Through environmental displacement and dispossession, Indigenous communities are restricted in their access to their land and their traditional use of it. This gradually eliminates the land from sight, which, in turn, structurally eliminates Indigenous culture and identity from sight. Land becomes a source of power, control and economic revenue. This is in contrast to an Indigenous understanding of land, where is not a material object, rather a ‘way of knowing, of experiencing and relating to the world and with others’.


Since European invasion, mining has significantly contributed to the environmental dispossession and displacement of Indigenous people from their land. The Australian government and mining corporations have repeatedly sought Indigenous land for the expanding mining industry. An industry that generates an extensive amount of economic revenue. In a study of mining in Australia, relative to Indigenous communities and land, academic Dr. Benedict Scambary found that decision-making regarding mines, their location and their potential approval, consistently favoured ‘mainstream economic development’ for the government or mining corporation, at the expense of Indigenous communities. This prioritisation of economic gain demonstrates an existence of ‘colonial capitalism’, tied to a racialised, Eurocentric ideal of economic and industrial growth, progress and development that reproduces colonial power relations. When predicated on a desire to continuously expand colonial industries, this ideal becomes a controlling force that structurally and systematically subjugates Indigenous peoples, their land and their rights. Under this logic, environmental displacement and dispossession of Indigenous communities from mining is seemingly justified and rationalised, in the name of profit and economic gain.

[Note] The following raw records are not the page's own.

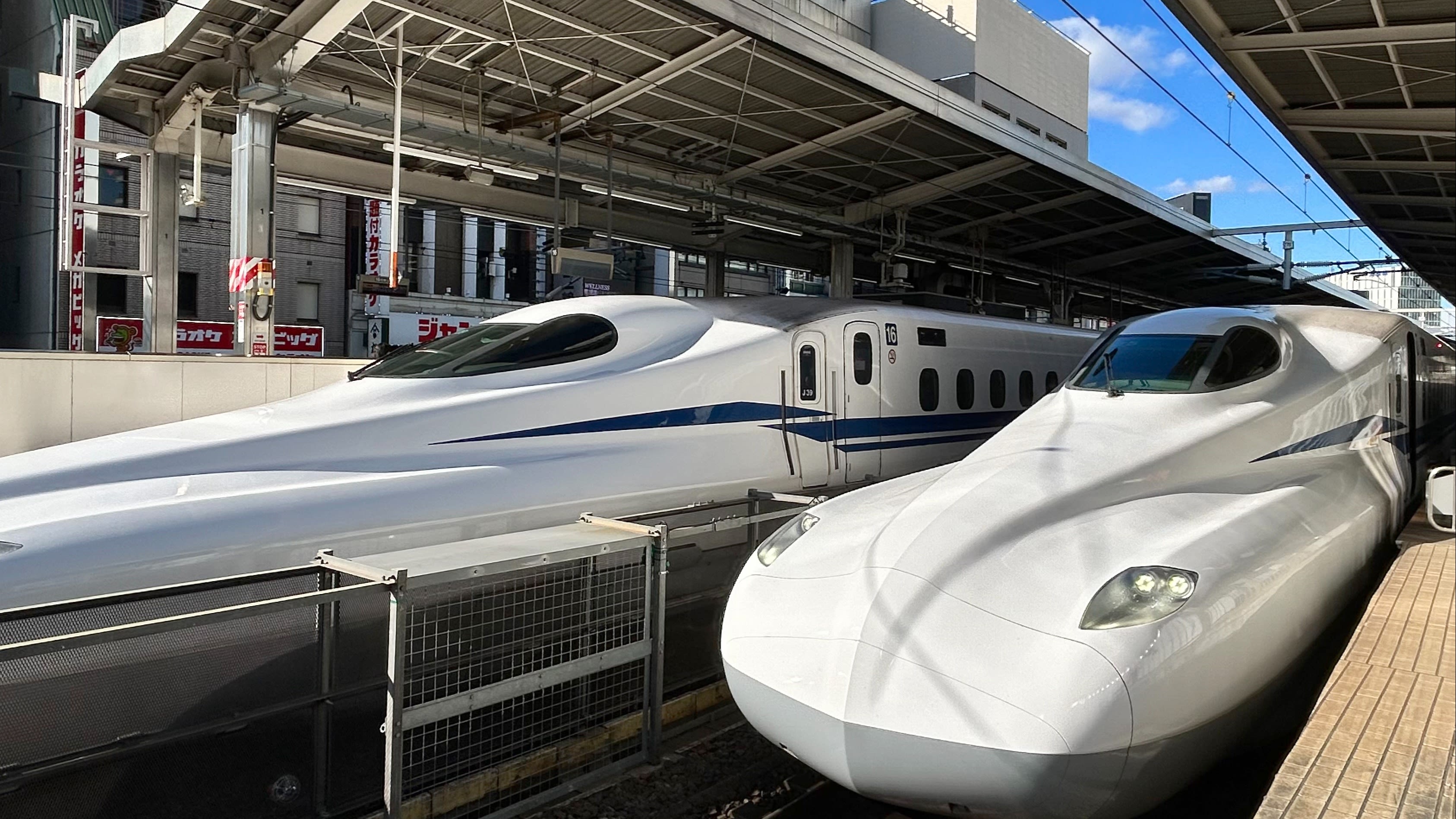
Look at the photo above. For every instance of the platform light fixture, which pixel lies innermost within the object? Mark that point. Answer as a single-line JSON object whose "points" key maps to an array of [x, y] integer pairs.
{"points": [[312, 186], [764, 225], [634, 240], [506, 218], [602, 191], [462, 162]]}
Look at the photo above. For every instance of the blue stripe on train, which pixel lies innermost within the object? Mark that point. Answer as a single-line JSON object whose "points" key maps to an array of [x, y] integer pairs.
{"points": [[1353, 430], [733, 413], [805, 423]]}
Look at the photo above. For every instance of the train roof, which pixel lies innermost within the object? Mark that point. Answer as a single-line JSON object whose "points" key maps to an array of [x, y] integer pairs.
{"points": [[784, 313]]}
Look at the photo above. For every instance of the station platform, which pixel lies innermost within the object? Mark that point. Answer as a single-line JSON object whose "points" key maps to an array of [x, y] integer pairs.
{"points": [[1379, 744]]}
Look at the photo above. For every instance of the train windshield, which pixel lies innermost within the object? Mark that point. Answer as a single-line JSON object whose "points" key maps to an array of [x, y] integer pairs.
{"points": [[1180, 364], [500, 348]]}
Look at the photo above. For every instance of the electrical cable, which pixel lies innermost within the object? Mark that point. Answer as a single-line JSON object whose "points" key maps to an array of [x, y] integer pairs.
{"points": [[1206, 126], [1256, 120]]}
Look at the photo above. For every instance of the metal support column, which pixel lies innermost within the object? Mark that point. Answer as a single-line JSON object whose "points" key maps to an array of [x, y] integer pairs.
{"points": [[842, 269], [394, 728], [253, 231], [714, 283], [328, 632], [159, 291], [657, 633], [1289, 259]]}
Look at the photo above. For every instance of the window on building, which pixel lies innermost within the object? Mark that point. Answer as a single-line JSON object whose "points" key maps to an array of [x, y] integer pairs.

There are a myriad of mines in Australia that exemplify the structural environmental displacement and dispossession of Indigenous communities. Mines in New South Wales, Queensland and Western Australia will all destroy the land occupied by Indigenous groups for thousands of years. This destruction of Indigenous land cannot occur without legislative support and approval from government. Coal mining is particularly complicated by its measurable exacerbation of climate change. Indigenous Australians are particularly vulnerable to climate change due to existing social and economic disadvantage and their strong dependence on land for food, health and culture. Therefore, their environmental displacement and dispossession becomes the result of two causes; initial, direct displacement and dispossession from land that will be mined, and gradual displacement and dispossession from land that becomes progressively uninhabitable due to the negative effects of climate change.

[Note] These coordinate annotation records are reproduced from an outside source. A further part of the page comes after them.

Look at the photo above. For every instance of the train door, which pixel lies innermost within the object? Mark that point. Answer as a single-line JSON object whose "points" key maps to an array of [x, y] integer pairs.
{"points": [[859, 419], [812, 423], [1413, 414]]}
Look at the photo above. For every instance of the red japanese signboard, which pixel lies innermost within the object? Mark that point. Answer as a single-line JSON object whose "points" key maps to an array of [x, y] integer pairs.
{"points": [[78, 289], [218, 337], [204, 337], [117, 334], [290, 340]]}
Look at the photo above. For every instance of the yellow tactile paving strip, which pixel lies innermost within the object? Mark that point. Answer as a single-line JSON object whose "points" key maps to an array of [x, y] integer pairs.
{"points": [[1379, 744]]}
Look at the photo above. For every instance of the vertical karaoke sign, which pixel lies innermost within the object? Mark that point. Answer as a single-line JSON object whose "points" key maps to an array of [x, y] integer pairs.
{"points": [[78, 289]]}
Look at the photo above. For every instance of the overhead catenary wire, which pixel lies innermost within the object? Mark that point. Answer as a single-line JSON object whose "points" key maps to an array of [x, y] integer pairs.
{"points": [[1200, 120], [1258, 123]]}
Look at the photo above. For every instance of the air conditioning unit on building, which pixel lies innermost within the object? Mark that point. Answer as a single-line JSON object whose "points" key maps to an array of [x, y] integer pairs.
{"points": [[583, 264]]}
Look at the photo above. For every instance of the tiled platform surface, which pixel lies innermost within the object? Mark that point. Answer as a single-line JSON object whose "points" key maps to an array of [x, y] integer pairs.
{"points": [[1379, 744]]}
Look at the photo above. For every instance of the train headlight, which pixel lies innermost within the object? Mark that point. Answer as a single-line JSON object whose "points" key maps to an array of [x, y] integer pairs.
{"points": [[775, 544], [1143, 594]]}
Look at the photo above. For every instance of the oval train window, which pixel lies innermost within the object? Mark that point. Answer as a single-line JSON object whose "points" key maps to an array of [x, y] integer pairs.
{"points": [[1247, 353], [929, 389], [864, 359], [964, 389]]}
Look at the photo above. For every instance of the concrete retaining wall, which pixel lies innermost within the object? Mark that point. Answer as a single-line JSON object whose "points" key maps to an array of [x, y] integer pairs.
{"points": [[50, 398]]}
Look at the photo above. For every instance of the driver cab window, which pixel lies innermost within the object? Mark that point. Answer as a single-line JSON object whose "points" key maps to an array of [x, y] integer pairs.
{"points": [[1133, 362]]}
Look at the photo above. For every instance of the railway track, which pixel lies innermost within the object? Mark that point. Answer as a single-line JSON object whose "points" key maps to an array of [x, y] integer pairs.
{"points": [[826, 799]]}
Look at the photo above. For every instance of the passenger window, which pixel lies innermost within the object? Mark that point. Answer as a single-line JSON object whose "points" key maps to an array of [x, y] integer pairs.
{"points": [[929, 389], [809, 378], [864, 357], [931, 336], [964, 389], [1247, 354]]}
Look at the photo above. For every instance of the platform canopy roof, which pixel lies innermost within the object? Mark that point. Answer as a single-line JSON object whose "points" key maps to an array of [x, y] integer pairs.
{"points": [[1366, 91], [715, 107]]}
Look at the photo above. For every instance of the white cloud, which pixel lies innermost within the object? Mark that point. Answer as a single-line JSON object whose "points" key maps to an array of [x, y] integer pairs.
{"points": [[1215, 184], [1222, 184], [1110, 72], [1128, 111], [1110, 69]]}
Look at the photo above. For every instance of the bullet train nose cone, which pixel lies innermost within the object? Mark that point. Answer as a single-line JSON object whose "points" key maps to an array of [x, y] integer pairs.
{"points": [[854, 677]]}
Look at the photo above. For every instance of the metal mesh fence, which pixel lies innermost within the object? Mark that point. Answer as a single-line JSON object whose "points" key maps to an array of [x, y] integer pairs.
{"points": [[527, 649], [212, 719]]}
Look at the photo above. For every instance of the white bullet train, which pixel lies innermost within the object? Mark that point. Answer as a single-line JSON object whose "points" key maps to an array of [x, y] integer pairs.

The mentality and belief that Indigenous people, their land and their rights can be justifiably subordinated in the name of economic growth is entrenched in the psyche of settler-colonial Australia. It has cultivated and sustained seemingly justifiable and permissible structural violence towards Indigenous people, that manifests as the environmental displacement and dispossession of these communities. Under this mentality, economic growth is desirable, yet the protection of Indigenous communities is impermissible as it stands as an obstacle to the sustainment of the mining industry. They are mutually exclusive.